What happens when your spouse keeps trying to kill you in vastly different ways such that you’re never sure when or where the next attack will occur or what form it might take? This is the question Gayl Jones asks in her new novel, The Birdcatcher.
Catherine Shuger, a renowned sculptor, has been declared criminally insane following repeated attempts to murder her husband, Ernest. Ernest, however, refuses to abandon Catherine; he visits her during her hospitalizations, and when she is deemed well enough to leave, he brokers her release so she may continue working on her art. Her past history of violence causes some problems for Catherine’s art-making – she can now work only in rubber or other soft, non-lethal materials. Her current work includes a piece she has been working on for years, a bird catcher made of found materials.
Enter their friend and narrator of the novel, Amanda Wordlaw, a writer of fiction and travel books who serves as a buffer between the couple — Catherine mostly behaves herself and will not try to kill Ernest if Amanda is present, and her presence allows Ernest to earn his living as a medical writer. Joining the couple on the island of Ibiza, Amanda describes herself as a “professional watcher and listener” as she attempts to understand Catherine by studying how a woman can claim she loves a man, yet try to destroy him. However, she also has her own concerns separate from her relationship with Catherine and Ernest, after having left her marriage to craft a life true to her own sense of self.
The Birdcatcher takes place in Ibiza, Brazil, Madagascar, and the U.S. in the 1970s, which always brings to mind a period of enormous upheaval in America. The Vietnam War was raging, the Black Power movement was strong, and protests were common. More importantly for this novel, the women’s liberation movement had arrived. The media was full of women demanding equal rights and pay; young women were questioning the roles and careers that society deemed acceptable for them. Similarly, the characters in The Birdcatcher, Amanda, Catherine, and another artist, Gillette, are also all striving to define and achieve some degree of success in artistic endeavors, despite being told by just about everyone that they aren’t quite good enough, in subtle and not-so-subtle ways.
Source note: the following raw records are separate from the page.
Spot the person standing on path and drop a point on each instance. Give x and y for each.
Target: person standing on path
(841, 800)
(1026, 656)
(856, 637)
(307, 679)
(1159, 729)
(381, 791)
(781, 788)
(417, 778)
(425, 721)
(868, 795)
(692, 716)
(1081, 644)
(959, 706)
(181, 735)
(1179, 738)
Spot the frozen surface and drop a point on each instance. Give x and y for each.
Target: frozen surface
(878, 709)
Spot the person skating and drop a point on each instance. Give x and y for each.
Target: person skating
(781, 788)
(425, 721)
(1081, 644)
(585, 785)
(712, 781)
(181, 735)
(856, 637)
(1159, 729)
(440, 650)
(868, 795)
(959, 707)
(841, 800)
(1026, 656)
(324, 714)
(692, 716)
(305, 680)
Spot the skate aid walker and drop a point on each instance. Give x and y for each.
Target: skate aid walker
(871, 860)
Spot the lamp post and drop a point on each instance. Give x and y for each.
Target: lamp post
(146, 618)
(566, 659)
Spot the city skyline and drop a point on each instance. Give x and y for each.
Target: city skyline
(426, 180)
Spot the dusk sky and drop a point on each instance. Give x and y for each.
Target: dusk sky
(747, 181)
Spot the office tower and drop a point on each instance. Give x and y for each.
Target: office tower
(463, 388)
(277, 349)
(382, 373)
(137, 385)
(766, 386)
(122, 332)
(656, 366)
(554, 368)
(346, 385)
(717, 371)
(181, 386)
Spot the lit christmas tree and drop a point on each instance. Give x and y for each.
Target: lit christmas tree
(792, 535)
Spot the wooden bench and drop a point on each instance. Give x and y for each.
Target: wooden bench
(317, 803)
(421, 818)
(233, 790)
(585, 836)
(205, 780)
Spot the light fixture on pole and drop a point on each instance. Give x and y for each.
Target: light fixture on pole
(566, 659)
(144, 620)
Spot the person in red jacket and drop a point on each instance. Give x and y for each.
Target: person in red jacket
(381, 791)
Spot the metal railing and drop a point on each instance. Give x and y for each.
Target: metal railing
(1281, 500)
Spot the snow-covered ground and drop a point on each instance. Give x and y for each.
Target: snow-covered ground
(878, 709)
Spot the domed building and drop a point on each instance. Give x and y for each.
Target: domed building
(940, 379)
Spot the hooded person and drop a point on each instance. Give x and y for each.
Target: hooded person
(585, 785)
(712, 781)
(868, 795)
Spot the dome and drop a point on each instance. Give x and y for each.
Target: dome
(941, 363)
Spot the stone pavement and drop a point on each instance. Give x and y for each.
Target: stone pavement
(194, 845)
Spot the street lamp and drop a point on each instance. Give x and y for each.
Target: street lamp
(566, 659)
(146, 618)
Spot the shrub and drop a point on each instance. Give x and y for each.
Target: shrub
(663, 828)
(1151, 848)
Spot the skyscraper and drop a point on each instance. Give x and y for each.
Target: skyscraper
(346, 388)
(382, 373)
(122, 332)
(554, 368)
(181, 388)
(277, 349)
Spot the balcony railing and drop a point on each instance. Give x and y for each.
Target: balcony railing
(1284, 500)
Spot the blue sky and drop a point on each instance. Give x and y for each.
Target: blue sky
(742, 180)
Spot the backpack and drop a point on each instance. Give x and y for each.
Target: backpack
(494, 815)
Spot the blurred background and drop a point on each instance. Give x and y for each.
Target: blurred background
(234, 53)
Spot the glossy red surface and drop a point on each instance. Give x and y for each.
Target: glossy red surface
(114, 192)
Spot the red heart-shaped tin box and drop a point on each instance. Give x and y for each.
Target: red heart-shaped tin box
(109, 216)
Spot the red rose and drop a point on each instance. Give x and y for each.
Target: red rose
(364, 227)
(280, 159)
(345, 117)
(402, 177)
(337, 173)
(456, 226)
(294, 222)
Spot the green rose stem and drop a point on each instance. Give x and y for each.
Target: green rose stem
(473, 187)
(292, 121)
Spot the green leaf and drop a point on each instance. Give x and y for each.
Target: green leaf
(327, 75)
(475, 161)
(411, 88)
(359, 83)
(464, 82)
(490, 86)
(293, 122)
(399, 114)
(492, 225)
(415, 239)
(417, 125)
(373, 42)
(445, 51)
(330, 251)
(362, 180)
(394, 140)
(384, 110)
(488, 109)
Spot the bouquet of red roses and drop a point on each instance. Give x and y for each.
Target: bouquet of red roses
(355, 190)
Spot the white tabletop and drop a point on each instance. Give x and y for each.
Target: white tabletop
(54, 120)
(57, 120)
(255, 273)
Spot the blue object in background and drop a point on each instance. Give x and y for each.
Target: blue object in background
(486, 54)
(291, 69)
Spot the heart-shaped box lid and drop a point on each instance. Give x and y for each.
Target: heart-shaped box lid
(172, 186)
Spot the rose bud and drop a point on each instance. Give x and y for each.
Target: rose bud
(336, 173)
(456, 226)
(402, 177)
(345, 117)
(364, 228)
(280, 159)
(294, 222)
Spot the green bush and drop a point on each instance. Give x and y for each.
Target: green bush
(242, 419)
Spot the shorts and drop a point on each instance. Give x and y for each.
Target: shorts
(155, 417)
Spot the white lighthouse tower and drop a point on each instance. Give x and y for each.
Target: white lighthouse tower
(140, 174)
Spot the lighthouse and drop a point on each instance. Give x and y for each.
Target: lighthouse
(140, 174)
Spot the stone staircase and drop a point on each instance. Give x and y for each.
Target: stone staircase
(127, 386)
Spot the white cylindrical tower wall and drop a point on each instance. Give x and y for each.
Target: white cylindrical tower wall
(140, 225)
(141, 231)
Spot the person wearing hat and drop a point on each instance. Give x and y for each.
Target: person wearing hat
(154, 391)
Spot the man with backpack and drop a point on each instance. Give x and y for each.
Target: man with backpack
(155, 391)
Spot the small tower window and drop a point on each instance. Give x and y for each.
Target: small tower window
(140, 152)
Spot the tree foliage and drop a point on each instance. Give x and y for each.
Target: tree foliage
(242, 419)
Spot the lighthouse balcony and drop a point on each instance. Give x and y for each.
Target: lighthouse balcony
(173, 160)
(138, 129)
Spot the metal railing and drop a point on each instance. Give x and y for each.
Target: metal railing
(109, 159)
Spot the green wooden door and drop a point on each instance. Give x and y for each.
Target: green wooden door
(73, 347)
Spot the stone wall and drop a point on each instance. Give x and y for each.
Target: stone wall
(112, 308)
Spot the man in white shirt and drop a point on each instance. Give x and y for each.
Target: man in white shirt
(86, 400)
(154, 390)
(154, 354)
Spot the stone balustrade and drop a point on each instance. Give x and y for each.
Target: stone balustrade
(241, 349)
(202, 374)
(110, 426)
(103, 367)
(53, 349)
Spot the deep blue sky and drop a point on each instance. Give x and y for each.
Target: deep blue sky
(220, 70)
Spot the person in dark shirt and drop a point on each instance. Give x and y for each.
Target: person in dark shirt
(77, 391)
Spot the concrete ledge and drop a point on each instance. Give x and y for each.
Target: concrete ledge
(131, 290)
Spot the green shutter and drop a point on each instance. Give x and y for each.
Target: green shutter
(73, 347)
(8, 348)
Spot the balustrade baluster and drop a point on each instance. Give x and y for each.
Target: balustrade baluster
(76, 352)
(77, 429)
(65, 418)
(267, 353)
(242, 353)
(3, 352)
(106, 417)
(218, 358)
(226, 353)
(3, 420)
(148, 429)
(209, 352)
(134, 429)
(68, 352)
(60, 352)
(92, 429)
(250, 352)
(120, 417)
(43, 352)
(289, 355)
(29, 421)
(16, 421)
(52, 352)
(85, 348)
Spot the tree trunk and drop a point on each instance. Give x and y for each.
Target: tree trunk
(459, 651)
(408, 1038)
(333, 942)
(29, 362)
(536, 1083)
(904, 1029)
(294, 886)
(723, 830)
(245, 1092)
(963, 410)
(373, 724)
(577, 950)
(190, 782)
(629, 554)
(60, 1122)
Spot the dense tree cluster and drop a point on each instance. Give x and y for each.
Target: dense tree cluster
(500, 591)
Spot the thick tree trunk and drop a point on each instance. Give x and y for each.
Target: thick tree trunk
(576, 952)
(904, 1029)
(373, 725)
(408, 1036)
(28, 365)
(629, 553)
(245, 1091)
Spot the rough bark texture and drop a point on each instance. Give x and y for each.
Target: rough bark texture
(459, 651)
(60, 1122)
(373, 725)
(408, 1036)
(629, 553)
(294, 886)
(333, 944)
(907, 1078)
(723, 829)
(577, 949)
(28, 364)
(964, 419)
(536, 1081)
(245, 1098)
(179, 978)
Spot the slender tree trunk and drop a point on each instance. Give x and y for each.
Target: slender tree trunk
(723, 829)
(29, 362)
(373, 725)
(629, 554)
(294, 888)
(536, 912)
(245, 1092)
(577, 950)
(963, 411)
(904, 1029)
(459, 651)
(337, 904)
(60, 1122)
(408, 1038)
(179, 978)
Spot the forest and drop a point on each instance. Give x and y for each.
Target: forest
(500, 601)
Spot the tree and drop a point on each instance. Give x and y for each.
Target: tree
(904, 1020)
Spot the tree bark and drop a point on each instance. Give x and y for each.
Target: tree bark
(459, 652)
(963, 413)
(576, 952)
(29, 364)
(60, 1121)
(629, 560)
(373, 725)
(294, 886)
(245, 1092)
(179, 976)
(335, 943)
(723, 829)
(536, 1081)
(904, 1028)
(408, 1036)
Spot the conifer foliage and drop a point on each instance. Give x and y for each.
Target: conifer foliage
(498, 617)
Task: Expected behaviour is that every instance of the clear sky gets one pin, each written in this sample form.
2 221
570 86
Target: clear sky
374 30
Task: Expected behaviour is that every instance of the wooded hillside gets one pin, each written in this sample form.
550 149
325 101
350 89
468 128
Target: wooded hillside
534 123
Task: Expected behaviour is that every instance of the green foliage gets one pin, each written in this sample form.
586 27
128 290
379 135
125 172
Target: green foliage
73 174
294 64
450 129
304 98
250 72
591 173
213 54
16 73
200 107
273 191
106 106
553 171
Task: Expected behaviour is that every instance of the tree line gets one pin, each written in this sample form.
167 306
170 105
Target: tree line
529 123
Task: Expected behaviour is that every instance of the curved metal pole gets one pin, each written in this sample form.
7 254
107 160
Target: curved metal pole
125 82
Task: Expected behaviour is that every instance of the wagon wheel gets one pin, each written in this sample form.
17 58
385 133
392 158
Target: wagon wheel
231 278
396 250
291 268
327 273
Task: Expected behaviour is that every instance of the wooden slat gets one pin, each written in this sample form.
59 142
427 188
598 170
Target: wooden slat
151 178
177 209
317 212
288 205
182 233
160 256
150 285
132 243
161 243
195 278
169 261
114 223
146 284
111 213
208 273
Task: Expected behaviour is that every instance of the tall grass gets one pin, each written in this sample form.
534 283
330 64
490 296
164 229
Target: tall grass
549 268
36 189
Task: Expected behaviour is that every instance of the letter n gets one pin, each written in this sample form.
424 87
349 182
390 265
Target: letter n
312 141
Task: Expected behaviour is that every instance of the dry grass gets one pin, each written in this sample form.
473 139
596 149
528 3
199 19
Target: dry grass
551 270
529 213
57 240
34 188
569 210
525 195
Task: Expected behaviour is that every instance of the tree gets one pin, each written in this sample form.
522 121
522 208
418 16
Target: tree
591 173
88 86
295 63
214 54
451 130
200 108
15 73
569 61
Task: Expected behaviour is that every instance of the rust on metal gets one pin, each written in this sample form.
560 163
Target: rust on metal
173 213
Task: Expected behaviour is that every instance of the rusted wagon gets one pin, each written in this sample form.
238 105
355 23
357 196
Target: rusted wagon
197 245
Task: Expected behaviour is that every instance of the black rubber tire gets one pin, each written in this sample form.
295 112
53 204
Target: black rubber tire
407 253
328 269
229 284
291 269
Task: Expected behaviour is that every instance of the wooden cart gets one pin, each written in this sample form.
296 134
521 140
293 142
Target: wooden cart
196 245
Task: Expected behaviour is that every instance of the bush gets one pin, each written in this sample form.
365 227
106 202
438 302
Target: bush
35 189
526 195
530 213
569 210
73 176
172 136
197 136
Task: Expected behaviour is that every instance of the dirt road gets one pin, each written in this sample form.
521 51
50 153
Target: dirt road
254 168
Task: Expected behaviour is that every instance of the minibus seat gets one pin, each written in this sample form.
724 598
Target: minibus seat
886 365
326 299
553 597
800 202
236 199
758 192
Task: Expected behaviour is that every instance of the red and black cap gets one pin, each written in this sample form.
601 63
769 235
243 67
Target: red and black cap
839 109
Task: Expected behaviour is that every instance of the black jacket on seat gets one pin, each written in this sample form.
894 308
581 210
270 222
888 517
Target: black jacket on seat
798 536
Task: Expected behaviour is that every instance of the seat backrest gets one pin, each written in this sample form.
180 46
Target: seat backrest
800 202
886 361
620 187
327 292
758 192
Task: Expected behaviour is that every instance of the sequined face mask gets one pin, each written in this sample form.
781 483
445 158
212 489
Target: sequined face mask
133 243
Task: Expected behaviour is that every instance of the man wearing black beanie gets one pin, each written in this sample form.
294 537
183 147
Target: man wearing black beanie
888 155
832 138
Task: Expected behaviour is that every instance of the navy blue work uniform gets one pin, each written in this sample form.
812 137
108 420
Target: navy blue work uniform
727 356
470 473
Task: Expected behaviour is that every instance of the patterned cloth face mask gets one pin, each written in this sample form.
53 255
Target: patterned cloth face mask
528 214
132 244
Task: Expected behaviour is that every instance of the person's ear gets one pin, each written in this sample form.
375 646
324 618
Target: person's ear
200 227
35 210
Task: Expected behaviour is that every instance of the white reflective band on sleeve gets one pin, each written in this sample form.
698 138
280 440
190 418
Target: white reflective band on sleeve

The Birdcatcher examines ways women attempt to have autonomy in a world where men dismiss them as lesser beings. Amanda’s Brazilian lover Ensinanco tells her, “A woman never opens up for a man; a man forces her open.” When she asks him whether a man ever opens up for a woman, he answers, “That’s not a man’s nature.” Toward the end of the novel, an art critic refers to the bird catcher that Catherine Shuger has worked on for years by saying, “I still think the Bird Catcher deals with a woman’s sexual fate.” The critic’s dismissal of Catherine’s artistic vision and Catherine’s portrayal of women’s struggle to get out of the cage men have relegated them to remains poignant. Indeed, it seems to me that Gayl Jones is always writing about woman’s nature in an attempt to understand what it is, and in particular how much of that nature a woman should reveal. In The Birdcatcher as well as her previous novel, the Pulitzer Prize-nominated Palmares, numerous references are made to women who keep silent, both to stay powerful and to protect themselves.
The Birdcatcher consists of flashbacks and present time, as well as dreamlike sequences that defy time and place-setting. Some of the book is challenging to read: a woman shreds her genitals with broken glass; an artist may have murdered her own daughter. The world Jones has created in The Birdcatcher is an uneasy one in which women’s relationships with other women are as fraught as their relationships with men, full of innuendos and negativity, ambivalence and hostility. However, the questions Jones asks about how women define themselves and are defined by others are every bit as timely now as when The Birdcatcher was first published in Germany in 1986.
Gayl Jones is a masterful, elusive writer. The Birdcatcher doesn’t end in a neat little package tied up for the edification of the reader; it remains vague and dream-like, which is what Gayl Jones does so well. She allows the reader to take what they need and make it their own.